I just replaced a car in a video. Then I changed a woman’s dress. Finally, I swapped an entire person in a talking clip. The background, lighting, and camera angle did not change at all. The AI did not randomly regenerate the scene.
I built a custom LTX 2.3 inpainting workflow to give you these exact results with zero morphing. It uses a simple three-stage process. I even included a Qwen-VL auto-prompt tool and GGUF support for low VRAM graphics cards. You can use a specific reference image or guide the replacement using only a text prompt. This guide shows you exactly how I run this system.
The Essential Files (Including All Variants & Quantizations)
To run this LTX 2.3 inpainting system, you must download the specific masked inpainting LoRA and the new Lightricks distilled LoRA. You also need Qwen-VL for auto-prompting and the GGUF UNet versions if your graphics card has low VRAM. Place these directly into your ComfyUI folders.

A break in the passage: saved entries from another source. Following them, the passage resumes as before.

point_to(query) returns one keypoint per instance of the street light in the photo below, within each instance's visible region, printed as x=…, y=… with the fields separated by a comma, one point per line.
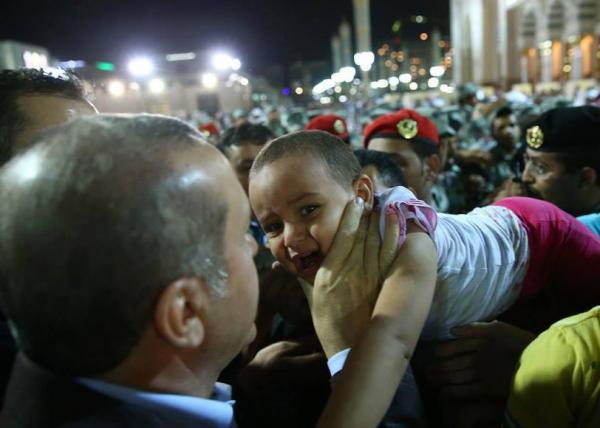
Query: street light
x=433, y=82
x=157, y=86
x=140, y=67
x=222, y=61
x=405, y=78
x=364, y=60
x=209, y=80
x=116, y=88
x=347, y=74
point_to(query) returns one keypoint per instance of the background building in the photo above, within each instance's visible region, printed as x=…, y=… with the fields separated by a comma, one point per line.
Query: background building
x=540, y=42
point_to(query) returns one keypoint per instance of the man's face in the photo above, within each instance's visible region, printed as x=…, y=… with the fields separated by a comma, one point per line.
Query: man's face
x=411, y=165
x=546, y=177
x=44, y=111
x=506, y=131
x=241, y=158
x=299, y=206
x=231, y=325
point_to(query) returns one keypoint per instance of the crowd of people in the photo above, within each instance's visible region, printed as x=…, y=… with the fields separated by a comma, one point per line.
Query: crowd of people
x=424, y=266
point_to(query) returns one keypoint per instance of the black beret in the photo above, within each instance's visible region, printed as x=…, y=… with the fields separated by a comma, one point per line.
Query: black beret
x=565, y=130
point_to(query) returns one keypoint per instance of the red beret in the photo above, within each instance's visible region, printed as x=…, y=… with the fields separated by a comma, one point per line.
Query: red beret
x=209, y=128
x=406, y=124
x=331, y=123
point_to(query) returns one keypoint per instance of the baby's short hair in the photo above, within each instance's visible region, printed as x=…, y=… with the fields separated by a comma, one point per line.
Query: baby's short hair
x=331, y=151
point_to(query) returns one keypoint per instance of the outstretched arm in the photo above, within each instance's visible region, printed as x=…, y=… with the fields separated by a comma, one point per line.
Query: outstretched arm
x=364, y=390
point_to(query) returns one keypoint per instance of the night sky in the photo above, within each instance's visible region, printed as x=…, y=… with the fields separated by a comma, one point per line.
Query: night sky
x=260, y=32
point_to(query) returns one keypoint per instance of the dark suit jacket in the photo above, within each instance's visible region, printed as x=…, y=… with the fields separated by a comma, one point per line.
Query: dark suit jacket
x=36, y=398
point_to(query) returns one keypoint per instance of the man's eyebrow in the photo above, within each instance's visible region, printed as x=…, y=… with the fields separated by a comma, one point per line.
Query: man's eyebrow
x=302, y=196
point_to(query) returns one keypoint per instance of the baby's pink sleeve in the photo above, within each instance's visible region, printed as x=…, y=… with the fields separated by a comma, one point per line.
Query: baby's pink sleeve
x=403, y=202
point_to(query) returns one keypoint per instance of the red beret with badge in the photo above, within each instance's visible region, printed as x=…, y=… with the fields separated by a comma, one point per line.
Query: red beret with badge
x=331, y=123
x=405, y=124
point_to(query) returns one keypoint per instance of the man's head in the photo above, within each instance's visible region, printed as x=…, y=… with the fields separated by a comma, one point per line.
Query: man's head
x=414, y=142
x=124, y=234
x=382, y=168
x=241, y=144
x=563, y=158
x=505, y=129
x=332, y=123
x=33, y=100
x=300, y=185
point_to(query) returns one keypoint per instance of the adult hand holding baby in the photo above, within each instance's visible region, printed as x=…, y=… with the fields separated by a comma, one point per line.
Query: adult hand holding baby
x=348, y=282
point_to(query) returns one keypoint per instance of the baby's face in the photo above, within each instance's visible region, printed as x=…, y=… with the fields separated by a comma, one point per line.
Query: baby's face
x=299, y=206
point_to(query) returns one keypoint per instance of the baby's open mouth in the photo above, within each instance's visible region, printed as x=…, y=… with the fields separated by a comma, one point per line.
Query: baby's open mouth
x=308, y=264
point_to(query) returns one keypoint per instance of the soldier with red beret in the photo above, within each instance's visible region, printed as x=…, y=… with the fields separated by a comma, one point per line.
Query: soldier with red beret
x=414, y=141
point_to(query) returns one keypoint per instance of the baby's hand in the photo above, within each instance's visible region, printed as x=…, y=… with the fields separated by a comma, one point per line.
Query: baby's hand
x=348, y=283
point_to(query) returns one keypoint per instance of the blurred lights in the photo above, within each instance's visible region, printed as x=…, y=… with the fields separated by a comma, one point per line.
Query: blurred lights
x=70, y=65
x=437, y=71
x=184, y=56
x=433, y=82
x=446, y=88
x=140, y=67
x=157, y=86
x=405, y=78
x=347, y=74
x=116, y=88
x=222, y=61
x=209, y=80
x=364, y=60
x=34, y=60
x=323, y=86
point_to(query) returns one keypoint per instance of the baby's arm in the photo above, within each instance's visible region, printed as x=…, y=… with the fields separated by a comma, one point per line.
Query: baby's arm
x=377, y=363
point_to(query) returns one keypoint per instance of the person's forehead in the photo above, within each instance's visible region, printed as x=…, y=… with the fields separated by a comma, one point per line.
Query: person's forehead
x=44, y=111
x=392, y=145
x=205, y=165
x=49, y=109
x=284, y=179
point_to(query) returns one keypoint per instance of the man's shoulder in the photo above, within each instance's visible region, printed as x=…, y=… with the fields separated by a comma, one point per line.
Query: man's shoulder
x=36, y=398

- File Name: ltx23_inpaint_masked_r2v_rank32_v1_3000steps | Context: The core masked inpainting LoRA. It handles masked replacements, reads reference images, and supports text-only generation. | Safety Check: I have scanned this locally. Safe to use.
- File Name: ltx-2.3-22b-distilled-lora-384-1.1 | Context: The new distilled LoRA by Lightricks. It upgrades the visual style and improves audio generation. Apply it directly on top of your base model. | Safety Check: I have scanned this locally. Safe to use.
- File Name: Qwen-VL | Context: The vision model used to analyze your reference image and automatically write your text prompt draft. | Safety Check: I have scanned this locally. Safe to use.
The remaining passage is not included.